Natural gas production in the United States has increased 46 percent since 2006, but there has been no significant increase of total US methane emissions and only a modest increase from oil and gas activity, according to a new NOAA study.
The finding is important because it's based on highly accurate measurements of methane collected over 10 years at 20 long-term sampling sites around the country in NOAA's Global Greenhouse Gas Reference Network, said lead author Xin Lan, a CIRES scientist working at NOAA.
"We analyzed a decade's worth of data and while we do find some increase in methane downwind of oil and gas activity, we do not find a statistically significant trend in the US for total methane emissions," said Lan. The study was published in the AGU journal Geophysical Research Letters.
[...] Methane is a component of natural gas, but it can also be generated by biological sources, such as decaying wetland vegetation, as a byproduct of ruminant digestion, or even by termites. Ethane is a hydrocarbon emitted during oil and natural gas production and is sometimes used as a tracer for oil and gas activity.
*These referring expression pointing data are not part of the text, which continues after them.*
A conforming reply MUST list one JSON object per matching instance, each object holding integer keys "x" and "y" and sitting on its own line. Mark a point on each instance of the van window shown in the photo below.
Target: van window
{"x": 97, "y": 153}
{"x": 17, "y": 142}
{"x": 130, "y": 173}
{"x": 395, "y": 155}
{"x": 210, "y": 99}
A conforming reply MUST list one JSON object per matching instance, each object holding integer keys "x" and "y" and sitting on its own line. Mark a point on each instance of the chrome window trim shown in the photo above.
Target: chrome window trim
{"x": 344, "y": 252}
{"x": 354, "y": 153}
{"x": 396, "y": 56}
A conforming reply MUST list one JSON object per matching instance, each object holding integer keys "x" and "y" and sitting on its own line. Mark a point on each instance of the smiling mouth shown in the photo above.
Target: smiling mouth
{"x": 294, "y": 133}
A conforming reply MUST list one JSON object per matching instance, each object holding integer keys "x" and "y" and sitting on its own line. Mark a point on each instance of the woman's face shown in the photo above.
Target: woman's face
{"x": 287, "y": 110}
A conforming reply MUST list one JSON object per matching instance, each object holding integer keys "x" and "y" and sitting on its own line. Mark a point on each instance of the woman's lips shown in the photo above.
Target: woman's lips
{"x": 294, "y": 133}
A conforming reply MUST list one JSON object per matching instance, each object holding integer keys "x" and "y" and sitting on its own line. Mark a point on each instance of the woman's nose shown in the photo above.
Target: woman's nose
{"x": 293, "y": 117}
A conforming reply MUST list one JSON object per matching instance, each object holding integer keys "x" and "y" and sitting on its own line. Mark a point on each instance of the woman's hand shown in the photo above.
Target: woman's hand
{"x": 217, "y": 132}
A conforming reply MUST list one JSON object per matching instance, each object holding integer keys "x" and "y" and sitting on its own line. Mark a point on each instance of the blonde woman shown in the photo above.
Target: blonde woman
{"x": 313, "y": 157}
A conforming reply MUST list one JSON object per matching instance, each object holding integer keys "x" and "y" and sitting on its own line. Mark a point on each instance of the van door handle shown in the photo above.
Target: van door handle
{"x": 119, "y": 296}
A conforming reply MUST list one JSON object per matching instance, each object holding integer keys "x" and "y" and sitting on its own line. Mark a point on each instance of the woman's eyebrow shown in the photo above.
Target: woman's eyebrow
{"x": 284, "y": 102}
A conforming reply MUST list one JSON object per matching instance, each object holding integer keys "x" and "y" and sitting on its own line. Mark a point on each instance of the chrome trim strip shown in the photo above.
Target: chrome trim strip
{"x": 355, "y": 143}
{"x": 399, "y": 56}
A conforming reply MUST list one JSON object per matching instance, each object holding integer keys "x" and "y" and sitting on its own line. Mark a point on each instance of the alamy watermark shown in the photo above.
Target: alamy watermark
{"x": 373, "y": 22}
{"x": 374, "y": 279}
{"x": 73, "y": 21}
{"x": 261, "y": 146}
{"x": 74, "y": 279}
By measuring ethane, which is not generated by biologic processes, scientists had hoped to produce an accurate estimate of petroleum-derived methane emissions.
A bit of good news.
(Score: 0) by Anonymous Coward on Saturday May 18 2019, @05:41AM
There was basically the exact opposite article about how Canada's tar sands were emitting more methane than expected. I pointed out a bunch of reasons why the observation shouldn't be considered gospel just yet.
Unfortunately, that's at least partially true here as well. On the one hand, this is still a wide open area where the data has to interact with the natural environment. On the other hand, the Canadian study was just one set of aerial observations. This is done over a long period of time, so it is more credible in some ways.